“Prelude”

I have always liked the story that comes whole and well-rounded, complete with annotation. But mostly I have come across the sharp, jagged, tip-of-the-iceberg variety, and I have always been foolish enough to ask a question.

I must have asked my grandmother Why? Thousands of times. She must have answered me; there were few questions she could resist.

But I was a child then, and the answers I now reconstruct were perhaps never really hers. Perhaps I put the oracular, paradoxical words into her generous, buck-toothed mouth each time I recall the fables of childhood.

What I do remember, with greater certainty, are the words of a more recent, pragmatic storyteller.

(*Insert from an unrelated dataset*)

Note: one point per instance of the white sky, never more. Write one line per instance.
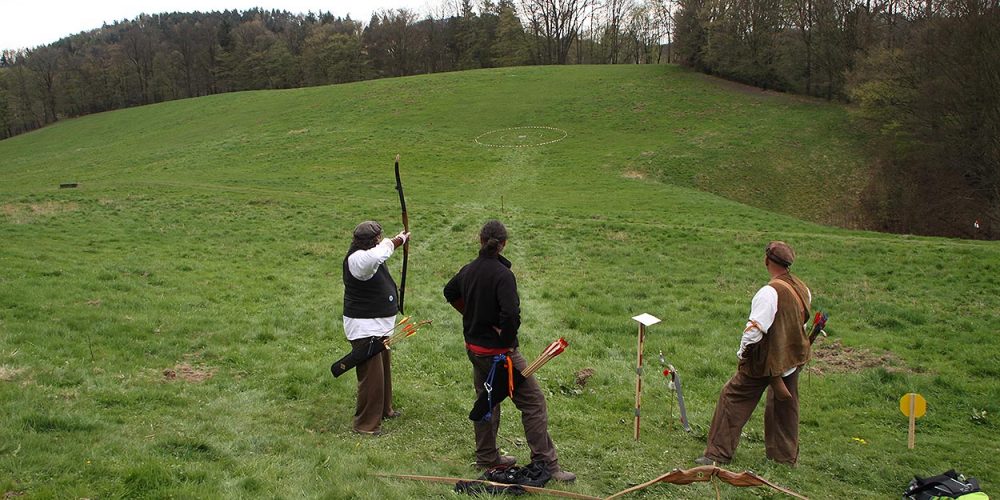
(30, 23)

When I once asked my husband’s housekeeper, old Mayamma, why she had put up with her life, she laughed till the tears rolled down her wrinkled cheeks.

‘I can see you are still a child,’ she said.

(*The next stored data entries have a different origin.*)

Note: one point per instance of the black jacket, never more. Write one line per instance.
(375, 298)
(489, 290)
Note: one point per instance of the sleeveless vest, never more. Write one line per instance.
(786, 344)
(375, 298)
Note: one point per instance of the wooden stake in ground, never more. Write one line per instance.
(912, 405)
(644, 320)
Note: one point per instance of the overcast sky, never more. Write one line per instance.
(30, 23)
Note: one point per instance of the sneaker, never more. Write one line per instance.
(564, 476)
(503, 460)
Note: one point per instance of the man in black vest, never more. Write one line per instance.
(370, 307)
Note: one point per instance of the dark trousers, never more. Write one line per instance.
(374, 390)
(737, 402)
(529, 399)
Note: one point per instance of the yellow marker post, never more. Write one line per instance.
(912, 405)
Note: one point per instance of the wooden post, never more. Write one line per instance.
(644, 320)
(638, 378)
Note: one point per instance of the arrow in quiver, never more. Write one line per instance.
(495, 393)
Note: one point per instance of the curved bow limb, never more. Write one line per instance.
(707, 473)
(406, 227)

‘When I lost my first baby, conceived after ten years of longing and fear, I screamed, for the only time in my life, Why?

‘The oily, pock-marked village doctor, his hand still dripping with my blood, looked shifty. A woman must learn to bear some pain, he mumbled. What can I do about the sins of your previous birth?

‘But my mother-in-law was far more sure of herself. She slapped my cheeks hard, first this then the other. Her fists pummelled my breasts and my still swollen stomach till they had to pull her off my cowering, bleeding body. She shouted, in a rage mixed with fear, “Do you need any more proof that this is not a woman? The barren witch has killed my grandson, and she lies there asking us why!” ’

Mayamma smiled toothlessly at me, as if the memory had lost some of its bite.

‘So be careful, Devi,’ she chuckled, her mouth sucking in gulps of air like a fish, ‘when you next ask a question.’